Obama Warns of Default Risk [WSJ]
With Congress deadlocked a week before the government runs out of cash to pay its bills, President Barack Obama warned Monday in his starkest terms yet that the U.S. is on the brink of a default that could trigger an economic upheaval. Mr. Obama made his comments in a prime-time national address followed immediately by a response from House Speaker John Boehner (R., Ohio), who dismissed not only the president’s approach, but virtually his entire record in office. Both men spoke just hours after the top Republican and Democratic leaders in Congress unveiled competing debt plans. The two plans immediately faced opposition that could make it hard to pass their respective chambers.
More U.S. lawsuits target Chinese reverse mergers [Reuters]
Accounting debacles at U.S.-listed Chinese companies have prompted a surge of securities fraud lawsuits, but investors might have trouble recouping their losses even if they win. More than one-fourth of the 94 U.S. securities fraud lawsuits seeking class-action status and filed from January to June related to so-called Chinese reverse mergers, according to a study released on Tuesday by the Stanford Law School Securities Class Action Clearinghouse and Cornerstone Research in Boston.
News Corp. Board Challenged [WSJ]
The Journal [!] reports that the audit committee is even less independent than we thought.
IRS Change Helps ‘Innocent Spouse’ [WSJ]
The Internal Revenue Service is giving some relief to “innocent spouses” who otherwise may have been liable for a partner’s tax debt. Effective immediately, the agency has eliminated a rule that disqualifies taxpayers from innocent-spouse status if they fail to file for relief within two years—a provision that snagged people who otherwise qualified, including abused women.
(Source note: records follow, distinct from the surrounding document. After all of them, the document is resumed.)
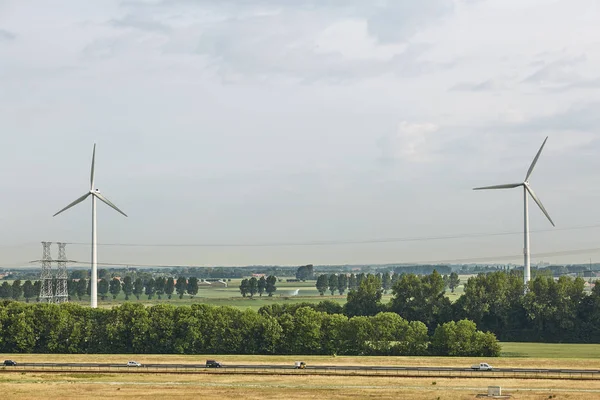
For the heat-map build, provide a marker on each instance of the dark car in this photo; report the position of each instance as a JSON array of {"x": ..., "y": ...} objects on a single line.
[{"x": 213, "y": 364}]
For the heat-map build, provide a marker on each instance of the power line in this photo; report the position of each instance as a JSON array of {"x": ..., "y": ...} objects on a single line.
[
  {"x": 431, "y": 262},
  {"x": 340, "y": 242}
]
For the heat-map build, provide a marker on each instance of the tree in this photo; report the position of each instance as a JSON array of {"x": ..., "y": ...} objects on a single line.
[
  {"x": 262, "y": 284},
  {"x": 138, "y": 288},
  {"x": 342, "y": 283},
  {"x": 332, "y": 283},
  {"x": 386, "y": 282},
  {"x": 103, "y": 288},
  {"x": 453, "y": 281},
  {"x": 192, "y": 286},
  {"x": 244, "y": 289},
  {"x": 169, "y": 287},
  {"x": 5, "y": 290},
  {"x": 421, "y": 298},
  {"x": 365, "y": 301},
  {"x": 150, "y": 288},
  {"x": 127, "y": 287},
  {"x": 160, "y": 284},
  {"x": 352, "y": 284},
  {"x": 462, "y": 339},
  {"x": 71, "y": 288},
  {"x": 271, "y": 282},
  {"x": 305, "y": 272},
  {"x": 81, "y": 288},
  {"x": 28, "y": 290},
  {"x": 322, "y": 284},
  {"x": 17, "y": 290},
  {"x": 180, "y": 286},
  {"x": 37, "y": 288},
  {"x": 252, "y": 286},
  {"x": 114, "y": 287}
]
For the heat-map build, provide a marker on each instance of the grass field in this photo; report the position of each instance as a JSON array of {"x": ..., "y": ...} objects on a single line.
[
  {"x": 551, "y": 350},
  {"x": 43, "y": 385}
]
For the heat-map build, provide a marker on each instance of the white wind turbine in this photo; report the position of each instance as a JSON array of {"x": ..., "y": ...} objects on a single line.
[
  {"x": 95, "y": 194},
  {"x": 526, "y": 189}
]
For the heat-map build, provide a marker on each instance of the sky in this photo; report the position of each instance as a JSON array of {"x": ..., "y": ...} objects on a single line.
[{"x": 265, "y": 130}]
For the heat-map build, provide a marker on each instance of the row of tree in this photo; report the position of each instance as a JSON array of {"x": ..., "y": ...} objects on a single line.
[
  {"x": 205, "y": 329},
  {"x": 77, "y": 288},
  {"x": 343, "y": 282},
  {"x": 551, "y": 310},
  {"x": 249, "y": 287}
]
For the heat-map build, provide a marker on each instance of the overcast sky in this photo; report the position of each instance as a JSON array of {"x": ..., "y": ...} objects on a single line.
[{"x": 263, "y": 122}]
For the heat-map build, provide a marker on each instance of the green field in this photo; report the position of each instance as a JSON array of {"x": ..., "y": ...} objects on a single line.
[
  {"x": 231, "y": 296},
  {"x": 74, "y": 385},
  {"x": 551, "y": 350}
]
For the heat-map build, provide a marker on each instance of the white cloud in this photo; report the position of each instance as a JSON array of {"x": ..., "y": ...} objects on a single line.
[
  {"x": 410, "y": 143},
  {"x": 6, "y": 35},
  {"x": 260, "y": 119}
]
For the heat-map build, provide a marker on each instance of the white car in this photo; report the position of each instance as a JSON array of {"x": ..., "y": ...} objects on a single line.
[{"x": 133, "y": 364}]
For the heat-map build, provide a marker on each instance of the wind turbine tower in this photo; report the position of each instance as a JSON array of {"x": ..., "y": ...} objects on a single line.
[
  {"x": 527, "y": 190},
  {"x": 95, "y": 193}
]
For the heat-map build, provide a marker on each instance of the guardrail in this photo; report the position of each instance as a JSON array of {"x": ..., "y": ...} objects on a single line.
[{"x": 409, "y": 372}]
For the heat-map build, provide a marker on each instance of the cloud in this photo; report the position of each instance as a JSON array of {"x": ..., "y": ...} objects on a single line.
[
  {"x": 485, "y": 86},
  {"x": 579, "y": 117},
  {"x": 409, "y": 143},
  {"x": 558, "y": 75},
  {"x": 143, "y": 24},
  {"x": 388, "y": 20},
  {"x": 329, "y": 41},
  {"x": 6, "y": 35}
]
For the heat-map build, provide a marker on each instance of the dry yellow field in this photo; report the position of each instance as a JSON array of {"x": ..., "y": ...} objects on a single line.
[{"x": 45, "y": 385}]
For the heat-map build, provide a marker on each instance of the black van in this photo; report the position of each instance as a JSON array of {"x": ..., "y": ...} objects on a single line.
[{"x": 213, "y": 364}]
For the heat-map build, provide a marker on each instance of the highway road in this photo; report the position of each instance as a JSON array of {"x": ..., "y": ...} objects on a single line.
[{"x": 320, "y": 368}]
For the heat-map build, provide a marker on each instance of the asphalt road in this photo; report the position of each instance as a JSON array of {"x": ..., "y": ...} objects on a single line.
[{"x": 308, "y": 367}]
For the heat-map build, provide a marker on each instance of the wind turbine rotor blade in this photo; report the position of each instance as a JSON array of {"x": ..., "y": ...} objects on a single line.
[
  {"x": 92, "y": 172},
  {"x": 506, "y": 186},
  {"x": 532, "y": 166},
  {"x": 539, "y": 203},
  {"x": 79, "y": 200},
  {"x": 108, "y": 202}
]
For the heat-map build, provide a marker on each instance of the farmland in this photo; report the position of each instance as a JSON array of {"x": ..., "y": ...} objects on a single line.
[{"x": 36, "y": 385}]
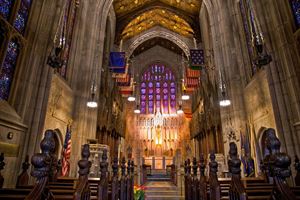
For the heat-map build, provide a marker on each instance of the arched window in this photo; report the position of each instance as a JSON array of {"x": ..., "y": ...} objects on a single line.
[
  {"x": 158, "y": 90},
  {"x": 68, "y": 29},
  {"x": 14, "y": 15},
  {"x": 248, "y": 23},
  {"x": 295, "y": 4}
]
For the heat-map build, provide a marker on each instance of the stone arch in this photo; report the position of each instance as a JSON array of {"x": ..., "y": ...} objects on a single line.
[
  {"x": 58, "y": 137},
  {"x": 158, "y": 32}
]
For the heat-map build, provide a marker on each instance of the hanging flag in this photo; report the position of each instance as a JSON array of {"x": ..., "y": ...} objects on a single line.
[
  {"x": 197, "y": 59},
  {"x": 190, "y": 73},
  {"x": 117, "y": 62},
  {"x": 124, "y": 81},
  {"x": 66, "y": 153}
]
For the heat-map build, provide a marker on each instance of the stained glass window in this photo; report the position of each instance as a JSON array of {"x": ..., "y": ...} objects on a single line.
[
  {"x": 6, "y": 7},
  {"x": 22, "y": 16},
  {"x": 8, "y": 69},
  {"x": 248, "y": 22},
  {"x": 295, "y": 4},
  {"x": 158, "y": 90},
  {"x": 69, "y": 22}
]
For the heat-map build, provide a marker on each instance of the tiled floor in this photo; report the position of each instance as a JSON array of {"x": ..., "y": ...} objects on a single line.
[{"x": 162, "y": 190}]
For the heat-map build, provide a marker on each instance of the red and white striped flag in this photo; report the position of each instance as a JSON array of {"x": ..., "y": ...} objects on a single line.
[{"x": 66, "y": 153}]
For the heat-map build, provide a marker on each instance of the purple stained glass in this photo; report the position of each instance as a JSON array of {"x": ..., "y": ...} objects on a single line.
[
  {"x": 165, "y": 91},
  {"x": 157, "y": 90},
  {"x": 151, "y": 97},
  {"x": 173, "y": 90},
  {"x": 22, "y": 16},
  {"x": 296, "y": 11},
  {"x": 8, "y": 69},
  {"x": 166, "y": 97},
  {"x": 158, "y": 97},
  {"x": 6, "y": 7},
  {"x": 150, "y": 103},
  {"x": 158, "y": 104},
  {"x": 143, "y": 110},
  {"x": 150, "y": 110}
]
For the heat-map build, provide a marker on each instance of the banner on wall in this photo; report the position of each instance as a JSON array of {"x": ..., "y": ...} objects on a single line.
[
  {"x": 196, "y": 59},
  {"x": 117, "y": 62}
]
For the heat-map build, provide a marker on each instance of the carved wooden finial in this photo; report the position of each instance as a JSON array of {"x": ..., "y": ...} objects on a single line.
[
  {"x": 42, "y": 161},
  {"x": 297, "y": 168},
  {"x": 115, "y": 167},
  {"x": 103, "y": 164},
  {"x": 123, "y": 166},
  {"x": 132, "y": 167},
  {"x": 202, "y": 165},
  {"x": 234, "y": 163},
  {"x": 2, "y": 164},
  {"x": 84, "y": 164},
  {"x": 23, "y": 178},
  {"x": 189, "y": 166},
  {"x": 128, "y": 167},
  {"x": 195, "y": 166},
  {"x": 185, "y": 167},
  {"x": 213, "y": 164}
]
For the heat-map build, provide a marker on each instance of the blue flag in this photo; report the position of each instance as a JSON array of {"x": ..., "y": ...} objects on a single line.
[{"x": 117, "y": 62}]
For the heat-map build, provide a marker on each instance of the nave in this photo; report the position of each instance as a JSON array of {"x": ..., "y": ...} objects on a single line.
[{"x": 149, "y": 99}]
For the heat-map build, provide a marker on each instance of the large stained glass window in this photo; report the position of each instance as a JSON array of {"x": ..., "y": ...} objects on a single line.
[
  {"x": 14, "y": 14},
  {"x": 8, "y": 68},
  {"x": 22, "y": 16},
  {"x": 68, "y": 26},
  {"x": 6, "y": 8},
  {"x": 295, "y": 4},
  {"x": 158, "y": 90}
]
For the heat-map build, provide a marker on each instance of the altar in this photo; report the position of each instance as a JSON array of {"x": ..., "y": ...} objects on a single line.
[{"x": 158, "y": 162}]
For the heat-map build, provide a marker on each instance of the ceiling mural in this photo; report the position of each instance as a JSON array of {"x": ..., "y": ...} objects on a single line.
[
  {"x": 167, "y": 44},
  {"x": 126, "y": 6},
  {"x": 160, "y": 17}
]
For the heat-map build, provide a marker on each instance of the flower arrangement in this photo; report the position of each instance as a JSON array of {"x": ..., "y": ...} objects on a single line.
[{"x": 139, "y": 192}]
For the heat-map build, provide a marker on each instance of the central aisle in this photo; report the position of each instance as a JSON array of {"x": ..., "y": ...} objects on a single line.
[{"x": 163, "y": 190}]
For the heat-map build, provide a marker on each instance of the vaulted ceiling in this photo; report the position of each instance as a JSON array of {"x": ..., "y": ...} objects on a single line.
[
  {"x": 167, "y": 44},
  {"x": 137, "y": 16}
]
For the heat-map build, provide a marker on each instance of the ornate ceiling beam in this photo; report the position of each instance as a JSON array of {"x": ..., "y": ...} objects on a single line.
[{"x": 125, "y": 19}]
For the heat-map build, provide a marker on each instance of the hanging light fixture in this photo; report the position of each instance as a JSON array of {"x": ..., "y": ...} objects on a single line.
[
  {"x": 180, "y": 111},
  {"x": 224, "y": 99},
  {"x": 92, "y": 103},
  {"x": 137, "y": 109},
  {"x": 185, "y": 96}
]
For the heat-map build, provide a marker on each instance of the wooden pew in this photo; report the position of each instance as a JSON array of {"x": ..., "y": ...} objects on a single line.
[
  {"x": 215, "y": 189},
  {"x": 236, "y": 190}
]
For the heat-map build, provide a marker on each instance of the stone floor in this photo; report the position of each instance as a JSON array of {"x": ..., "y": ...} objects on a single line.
[{"x": 163, "y": 190}]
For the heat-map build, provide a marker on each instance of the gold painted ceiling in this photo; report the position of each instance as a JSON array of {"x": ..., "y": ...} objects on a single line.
[
  {"x": 156, "y": 17},
  {"x": 126, "y": 6}
]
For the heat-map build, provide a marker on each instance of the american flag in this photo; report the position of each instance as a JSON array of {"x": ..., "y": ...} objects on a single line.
[
  {"x": 66, "y": 153},
  {"x": 197, "y": 58}
]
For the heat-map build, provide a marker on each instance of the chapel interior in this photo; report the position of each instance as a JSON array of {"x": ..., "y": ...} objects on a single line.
[{"x": 178, "y": 99}]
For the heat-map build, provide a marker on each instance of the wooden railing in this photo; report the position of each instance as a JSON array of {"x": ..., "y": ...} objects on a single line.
[
  {"x": 214, "y": 185},
  {"x": 83, "y": 191},
  {"x": 277, "y": 166},
  {"x": 236, "y": 190}
]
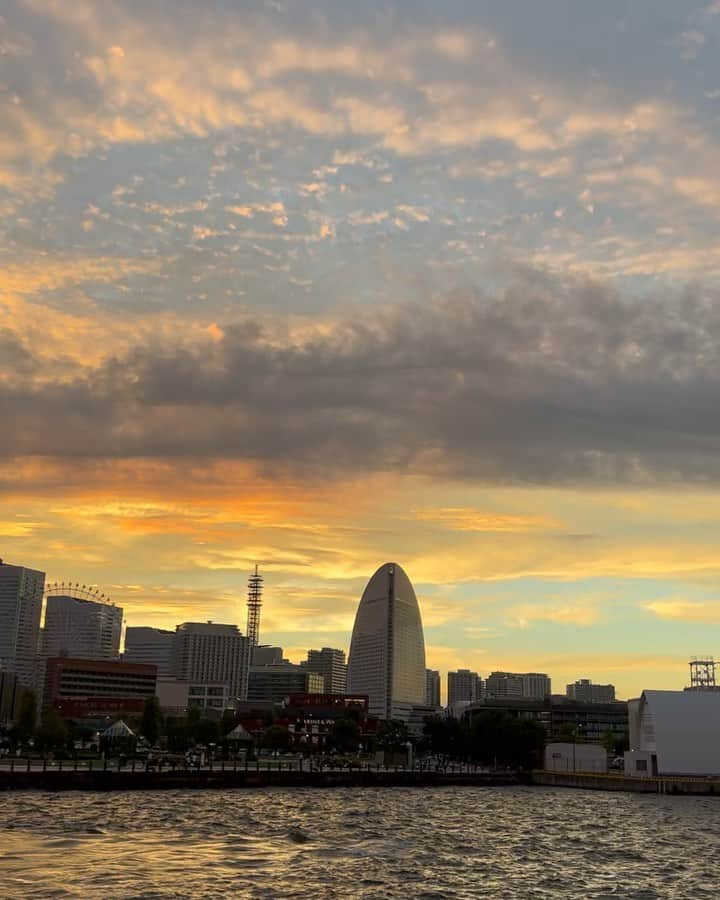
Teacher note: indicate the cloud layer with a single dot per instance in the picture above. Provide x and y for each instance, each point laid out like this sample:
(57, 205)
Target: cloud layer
(544, 381)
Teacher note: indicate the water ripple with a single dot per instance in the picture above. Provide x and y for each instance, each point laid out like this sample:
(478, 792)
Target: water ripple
(433, 844)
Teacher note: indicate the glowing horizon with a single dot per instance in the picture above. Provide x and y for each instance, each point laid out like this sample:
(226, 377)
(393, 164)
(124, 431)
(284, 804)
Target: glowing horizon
(317, 287)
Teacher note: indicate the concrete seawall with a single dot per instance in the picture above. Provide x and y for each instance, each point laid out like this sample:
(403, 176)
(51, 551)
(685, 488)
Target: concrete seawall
(127, 780)
(595, 782)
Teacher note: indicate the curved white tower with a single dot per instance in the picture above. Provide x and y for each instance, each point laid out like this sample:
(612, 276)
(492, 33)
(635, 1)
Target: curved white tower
(387, 651)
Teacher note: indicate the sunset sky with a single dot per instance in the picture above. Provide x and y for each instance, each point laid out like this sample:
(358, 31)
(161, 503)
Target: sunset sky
(321, 285)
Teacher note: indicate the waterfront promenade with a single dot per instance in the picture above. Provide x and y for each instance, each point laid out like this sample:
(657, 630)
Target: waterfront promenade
(71, 775)
(56, 777)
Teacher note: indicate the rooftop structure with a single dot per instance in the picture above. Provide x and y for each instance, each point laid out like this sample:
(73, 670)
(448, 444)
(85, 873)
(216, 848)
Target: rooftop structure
(151, 646)
(702, 673)
(463, 685)
(583, 689)
(432, 688)
(387, 651)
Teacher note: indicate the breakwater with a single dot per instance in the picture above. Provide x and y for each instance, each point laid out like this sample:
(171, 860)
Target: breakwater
(616, 782)
(123, 780)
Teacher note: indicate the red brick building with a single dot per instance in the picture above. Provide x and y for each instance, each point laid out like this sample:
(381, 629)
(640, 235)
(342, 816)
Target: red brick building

UK company auditors told to stand up to banks [Reuters]
“We find too many audits that require significant improvement. Scepticism is a key factor in those audits that do need an improvement,” said Paul George, director of auditing at the Professional Oversight Board (POB). The POB’s annual survey of audits found that the UK operations of the “Big Four” — KPMG, PwC, Deloitte and Ernst & Young — along with two smaller firms Grant Thornton and BDO, all failed to be sceptical enough. PwC was told to pay more attention to how impairment of goodwill is calculated, while Ernst & Young should make sure there is enough evidence to back growth rates. Grant Thornton, KPMG, BDO and Deloitte were told to apply appropriate challenges to company bosses.
Bad Food? Tax It, and Subsidize Vegetables [NYT]
Simply put: taxes would reduce consumption of unhealthful foods and generate billions of dollars annually. That money could be used to subsidize the purchase of staple foods like seasonal greens, vegetables, whole grains, dried legumes and fruit.
Men use ‘sniff test’ to tell clothes’ cleanliness, survey shows [MSNBC]
For some reason, this required a survey.
Auditors’ Somewhat Raised Confidence [CFO]
First the good news: fewer companies are carrying around the burden of a going-concern qualification. […] Now the bad news: the numbers are still high. And the drop in qualifications has more to do with companies dropping out of the public-company sector, getting acquired, or — confirming their auditors’ predictions — going bankrupt.